Pour être "intelligents", les assistants vocaux sont encore loin de pouvoir se passer de travailleurs humains. Cortana, l'assistant de Microsoft, fait ainsi appel à des recrues du monde entier pour améliorer ses capacités et parvenir à converser de manière naturelle avec ses interlocuteurs.

La Quadrature du Net, une association de défense des droits et libertés des citoyens sur Internet, a retrouvé l'une de ces travailleuses numériques. Dans un long témoignage, "Julie" explique en quoi a consisté son travail pour Microsoft, entre avril et décembre 2017. 

Depuis son domicile, Julie a pu avoir accès à des milliers de conversations privées enregistrées par l'assistant vocal. "On écoutait l'enregistrement audio, ensuite un texte s'affichait, nous montrant ce que Cortana avait compris et retranscrit. Notre travail était de vérifier si elle avait bien compris - si ce n'était pas le cas, on devait corriger le texte, la moindre faute de compréhension, de conjugaison ou d'orthographe", résume-t-elle. Entre 120 et 170 enregistrements d'une durée allant de 3 à 15 secondes pouvaient ainsi être décortiqués par jour.

L'occasion, pour elle, d'avoir accès à des questions anodines au sujet de la météo mais aussi des messages intimes dictés par les utilisateurs, parfois à connotation sexuelle, ou encore des insultes adressées à Cortana, en cas de comportement jugé décevant.

Les séquences consultées, pour la plupart trop courtes, ne permettaient jamais à elles seules de reconstituer l'intégralité d'une conversation. Julie indique néanmoins avoir dû retranscrire, au fil de ses journées bien remplies, des échantillons audio émanant d'un même interlocuteur. "C'était suffisant pour dresser un profil basique de l'utilisateur ou de son humeur du moment, par exemple", estime-t-elle. "Beaucoup de personnes ignorent ou oublient que les données collectées par Cortana ne sont pas uniquement traitées par des robots".

Une ouvrière du clic

Cette "dresseuse d'intelligence artificielle" est loin d'être un cas isolé. Elle vient rejoindre les bataillons de millions de cyberprolétaires, ces "travailleurs du clic" chargés de liker, commenter ou réaliser sur Internet des tâches répétitives, peu qualifiées et chronophages pour mieux peaufiner les services de géants du Web et, accessoirement, arrondir leurs fins de mois. Des géants comme Facebook ou Google font également travailler leurs utilisateurs sans que ces derniers ne s'en rendent compte.

Amazon fait appel à Mechanical Turk pour déléguer de telles micro-tâches. Microsoft, lui, dispose de la plateforme de microtravail UHRS. D'après Antonio Casilli, professeur de sociologie à Télécom Paris Tech et à l'EHESS, le site propose une rémunération variant entre 1 et 3 centimes de dollars pour chaque micro-tâche réalisée, qu'il s'agisse de retranscrire un mot ou de labelliser une image.

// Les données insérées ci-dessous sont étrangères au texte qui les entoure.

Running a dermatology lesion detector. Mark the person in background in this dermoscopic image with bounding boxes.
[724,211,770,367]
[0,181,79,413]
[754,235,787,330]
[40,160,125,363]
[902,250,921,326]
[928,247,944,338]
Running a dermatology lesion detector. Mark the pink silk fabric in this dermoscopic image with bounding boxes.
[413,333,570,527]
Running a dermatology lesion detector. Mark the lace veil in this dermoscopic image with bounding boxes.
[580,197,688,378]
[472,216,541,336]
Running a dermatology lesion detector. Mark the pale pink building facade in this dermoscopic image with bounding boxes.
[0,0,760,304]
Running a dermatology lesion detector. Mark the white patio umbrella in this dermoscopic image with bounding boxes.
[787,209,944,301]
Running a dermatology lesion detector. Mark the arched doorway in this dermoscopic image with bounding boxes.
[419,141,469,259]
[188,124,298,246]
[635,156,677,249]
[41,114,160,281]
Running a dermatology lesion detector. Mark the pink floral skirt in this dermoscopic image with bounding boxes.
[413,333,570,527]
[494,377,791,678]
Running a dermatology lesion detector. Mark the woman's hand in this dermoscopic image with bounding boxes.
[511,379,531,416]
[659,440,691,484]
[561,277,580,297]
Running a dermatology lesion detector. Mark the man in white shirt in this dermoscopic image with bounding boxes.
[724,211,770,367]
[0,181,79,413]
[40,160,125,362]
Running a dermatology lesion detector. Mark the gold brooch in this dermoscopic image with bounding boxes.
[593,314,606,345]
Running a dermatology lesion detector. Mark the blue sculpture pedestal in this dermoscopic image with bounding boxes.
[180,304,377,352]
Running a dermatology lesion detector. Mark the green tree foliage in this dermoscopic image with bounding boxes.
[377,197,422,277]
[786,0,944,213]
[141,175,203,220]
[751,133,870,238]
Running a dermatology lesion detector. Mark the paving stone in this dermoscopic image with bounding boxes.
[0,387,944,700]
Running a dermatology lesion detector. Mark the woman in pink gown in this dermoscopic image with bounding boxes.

La sélection à l'entrée s'avère très souple. Julie n'aura ainsi pas eu besoin d'envoyer son CV, de passer un entretien individuel ni de signer une clause de confidentialité pour se mettre à la tâche. Or, les contenus accessibles en ligne, de la simple localisation d'un établissement à la retranscription de conversations intimes ou liées à des intérêts financiers, peuvent être sensibles.

"La confidentialité des données personnelles utilisées pour entraîner les solutions intelligentes est à risque", déplore ainsi Antonio Casilli. "Ces intelligences artificielles présupposent le transfert de quantités importantes de données à caractère personnel et existent dans une zone grise légale et éthique". L'heure est pourtant venue de répertorier les atteintes à la vie privée associées à cette forme de travail numérique. Dans le monde, 45 à 90 millions d'ouvriers d'un genre nouveau viendraient renflouer cette main-d'œuvre invisible.